Managing partner of Appleby Jersey James Gaudin talks about how Appleby is ‘leading differently’ in relation to flexible working and equality
AS an industry steeped in heritage and tradition, law firms are often accused of having more traditional employment cultures than other corporates.
Appleby is a legal firm that is taking a proactive and considered approach to making the workplace more inclusive.
We hosted a colleague consultation after the first lockdown. We empowered our colleagues to tell us a) to what degree they felt we had supported them, b) what we could have done better as an employer and, c) what we could learn as a business post-lockdown.
To facilitate the consultation, we hosted lunchtime discussion groups and one-to-one calls and posed the consultation questions in our weekly written communications, team meetings and Friday virtual drinks.
The response was staggering: we achieved a 100% response rate and the consultation feedback comprised 17,000 words. Our colleagues had all experienced lockdown differently but, irrespective of how they were feeling about their time in lockdown, their responses were largely consistent.’
The overriding feedback from colleagues was that:
• They wanted Appleby to embrace and implement flexible working, in the truest sense of the word.
• They wanted us to continue to offer a great training and social experience, while they worked flexibly.
• They wanted to strike a balance between remote and office working and virtual and human interactions.
We therefore decided to empower our colleagues to define their optimum working patterns and introduced “true” flexible working.
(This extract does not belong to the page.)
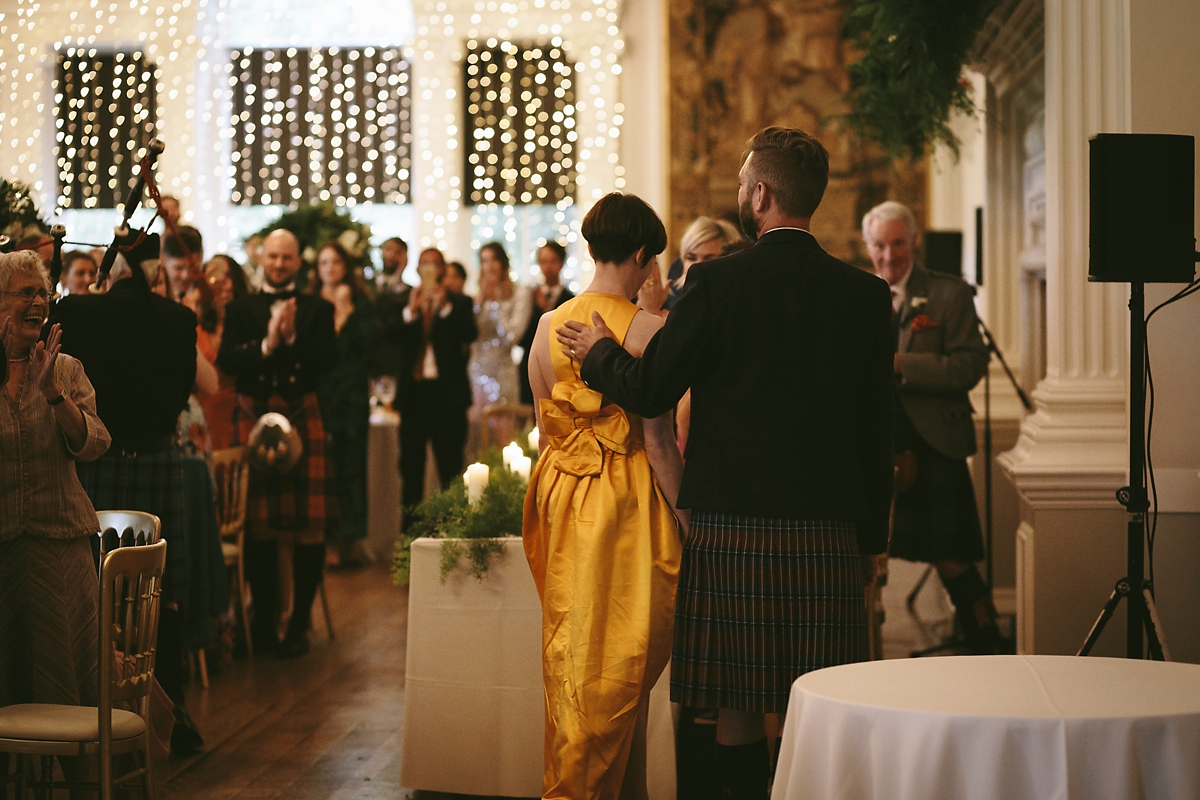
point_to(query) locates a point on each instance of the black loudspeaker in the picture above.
(943, 252)
(1143, 217)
As a business, we have adapted our approach to training, engagement and communications to best suit a workforce operating flexible working patterns.
We recognise we need to do more than introduce flexible working to create a culture of inclusion, collegiality and accountability. We are learning all the time. Colleagues recently took part in a diversity and inclusion webinar hosted by Kate Wright, from The Diversity Network, where they spoke about what they could do to make Appleby a more inclusive place to work.
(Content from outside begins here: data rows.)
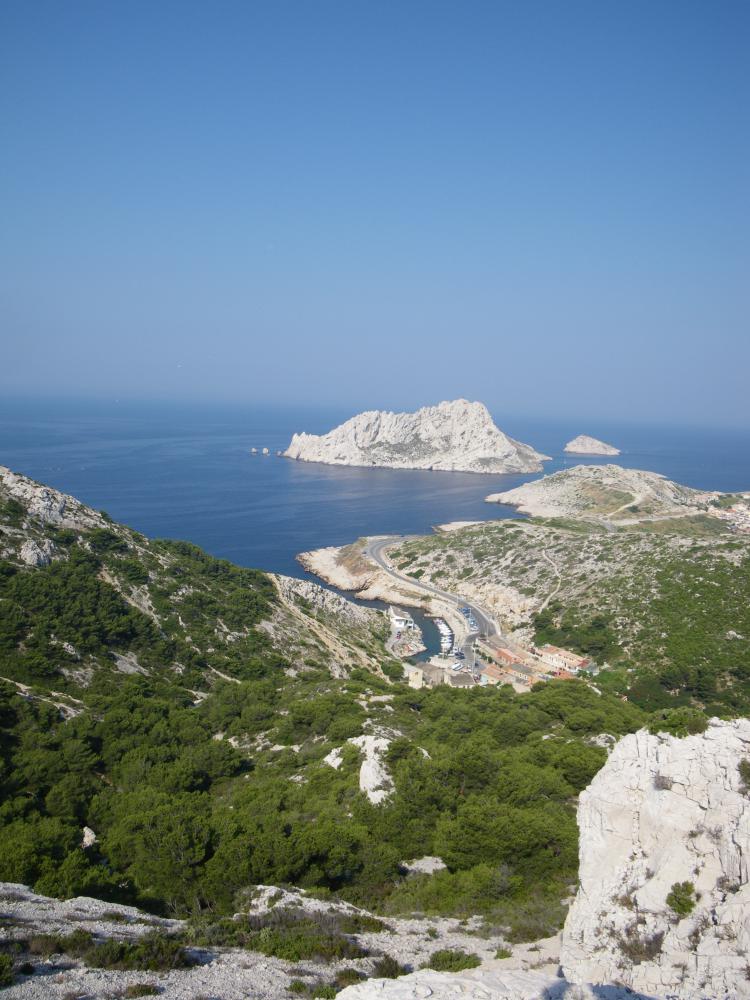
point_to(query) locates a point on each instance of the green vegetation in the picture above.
(562, 627)
(666, 603)
(681, 898)
(388, 968)
(452, 961)
(6, 970)
(155, 952)
(140, 697)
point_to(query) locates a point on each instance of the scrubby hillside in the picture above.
(665, 603)
(144, 699)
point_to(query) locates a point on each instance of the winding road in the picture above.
(376, 548)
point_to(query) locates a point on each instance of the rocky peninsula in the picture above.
(605, 491)
(585, 445)
(456, 436)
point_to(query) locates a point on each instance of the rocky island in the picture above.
(585, 445)
(456, 436)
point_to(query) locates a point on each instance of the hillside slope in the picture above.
(148, 700)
We have also been working closely with other businesses who have demonstrated great approaches to diversity and inclusion. This was most notable in our partnership with HSBC where we are learning how best to adapt our policies and practices and develop how we attract, recruit and retain the best talent.
I am, of course, proud to see that efforts such as these are mirrored by colleagues putting words into action. They are coming out in their numbers to support the networks and initiatives we have in place to move toward a more informed and considered diversity policy.
Covid has changed the way businesses operate. It has facilitated the next digital and industrial revolution for the business community, accelerating the transition to flexible working. Businesses who do not adapt will not survive. This is an exciting time and presents an incredible opportunity to lead differently toward a more inclusive working environment.